The $60.50-per-share proposal represents a 28% premium to PayPal's Tuesday close and is backed by roughly $50 billion in committed financing from a group of banks, Reuters reported, citing two people familiar with the matter. Stripe and Advent would each hold an equal stake in PayPal under the deal, which was submitted earlier this month. PayPal has yet to respond.

PayPal closed Wednesday at $55.55, up 17.26%, on trading volume of 89.3 million shares, roughly 446% above its three-month average, per The Motley Fool. The stock remains 82% below its 2021 peak of roughly $360 billion in market cap, which collapsed to about $36 billion this year as rivals including Apple Pay, Klarna, and Google Pay chipped away at its dominance.

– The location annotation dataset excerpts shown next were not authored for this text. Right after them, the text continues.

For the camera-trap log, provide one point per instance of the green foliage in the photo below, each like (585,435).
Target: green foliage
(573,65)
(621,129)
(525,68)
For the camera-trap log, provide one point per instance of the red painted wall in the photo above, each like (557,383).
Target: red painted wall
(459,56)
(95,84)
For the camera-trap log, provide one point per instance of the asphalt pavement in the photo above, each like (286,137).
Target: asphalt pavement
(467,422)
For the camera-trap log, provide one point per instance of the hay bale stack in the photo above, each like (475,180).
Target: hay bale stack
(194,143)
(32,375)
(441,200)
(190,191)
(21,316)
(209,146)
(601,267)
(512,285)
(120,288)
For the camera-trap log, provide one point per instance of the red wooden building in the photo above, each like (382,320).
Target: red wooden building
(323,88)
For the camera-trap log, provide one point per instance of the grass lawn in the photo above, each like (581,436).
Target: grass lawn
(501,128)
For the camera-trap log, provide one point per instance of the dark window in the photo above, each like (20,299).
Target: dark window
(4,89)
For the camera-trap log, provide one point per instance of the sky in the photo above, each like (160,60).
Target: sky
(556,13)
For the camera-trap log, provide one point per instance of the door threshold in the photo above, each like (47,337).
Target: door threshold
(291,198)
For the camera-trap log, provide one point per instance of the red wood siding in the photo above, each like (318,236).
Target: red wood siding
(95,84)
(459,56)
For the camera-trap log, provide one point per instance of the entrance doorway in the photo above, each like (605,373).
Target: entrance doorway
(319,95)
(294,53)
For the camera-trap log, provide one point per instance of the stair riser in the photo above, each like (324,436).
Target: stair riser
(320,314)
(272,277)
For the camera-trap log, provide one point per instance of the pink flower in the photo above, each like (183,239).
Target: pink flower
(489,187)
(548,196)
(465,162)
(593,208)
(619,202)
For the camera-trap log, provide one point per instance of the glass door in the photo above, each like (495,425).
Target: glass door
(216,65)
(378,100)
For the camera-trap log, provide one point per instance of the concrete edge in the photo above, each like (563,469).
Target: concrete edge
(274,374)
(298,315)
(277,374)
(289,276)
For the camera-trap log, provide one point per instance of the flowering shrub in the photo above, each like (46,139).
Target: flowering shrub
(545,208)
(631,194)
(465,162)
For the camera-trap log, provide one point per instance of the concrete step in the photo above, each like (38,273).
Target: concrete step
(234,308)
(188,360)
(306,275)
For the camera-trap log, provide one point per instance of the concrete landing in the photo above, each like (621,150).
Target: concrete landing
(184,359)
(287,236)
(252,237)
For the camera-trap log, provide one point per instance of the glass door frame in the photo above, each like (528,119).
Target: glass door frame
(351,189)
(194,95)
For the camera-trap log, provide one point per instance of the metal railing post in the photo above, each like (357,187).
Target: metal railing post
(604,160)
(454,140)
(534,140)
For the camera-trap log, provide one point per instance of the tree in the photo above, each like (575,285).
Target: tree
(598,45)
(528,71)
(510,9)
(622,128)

The deal's structure is highly unusual. Privately held Stripe, valued at $159 billion in a February tender offer per Crunchbase, has raised roughly $10.4 billion since its 2010 founding and completed 21 known acquisitions, 13 of them since 2020.

Its largest previous purchase was stablecoin infrastructure platform Bridge for $1.1 billion in 2025. A PayPal acquisition would dwarf all of them.

At $60.50 per share, Stripe and Advent are valuing PayPal at about 9 times the free cash flow analysts expect it to generate in 2026, according to Reuters Breakingviews. Stripe itself, by contrast, carries a valuation multiple of more than 50 times free cash flow.

If the buyers raise their offer to $70 per share (or $62 billion) and capture cost savings of roughly $900 million (10% of PayPal's operating expenses). They could earn a theoretical return of about 9.5%.

The crypto angle adds another dimension. PayPal launched its PYUSD stablecoin in 2023, which peaked at a $4.2 billion market cap in February before settling to about $2.85 billion.

Stripe acquired Bridge in 2024 and now processes stablecoin payments through Polygon's infrastructure at a 1.5% fee, well below the 3% to 5% typical of international transfers. A merged entity would combine Stripe's merchant reach with PayPal's hundreds of millions of users and stablecoin infrastructure, according to Blockonomi.

Polygon Labs' Global Head of Business, Aishwary Gupta, said a combined Stripe-PayPal "creates an engine capable of handling massive international transaction volumes" and predicted that "within the next few years, the majority of money will live and move on blockchain." The offer reportedly followed an initial approach made in April. The two parties are aiming to reach an agreement before the end of the month, per Yahoo Finance.

Prediction market Polymarket currently puts odds at 60% that Stripe will acquire all or part of PayPal.

Enrique Lores, who became PayPal's CEO in March, has launched a turnaround effort splitting the company into three units and targeting roughly $1.5 billion in cost savings over the coming years, work that now faces an uncertain future.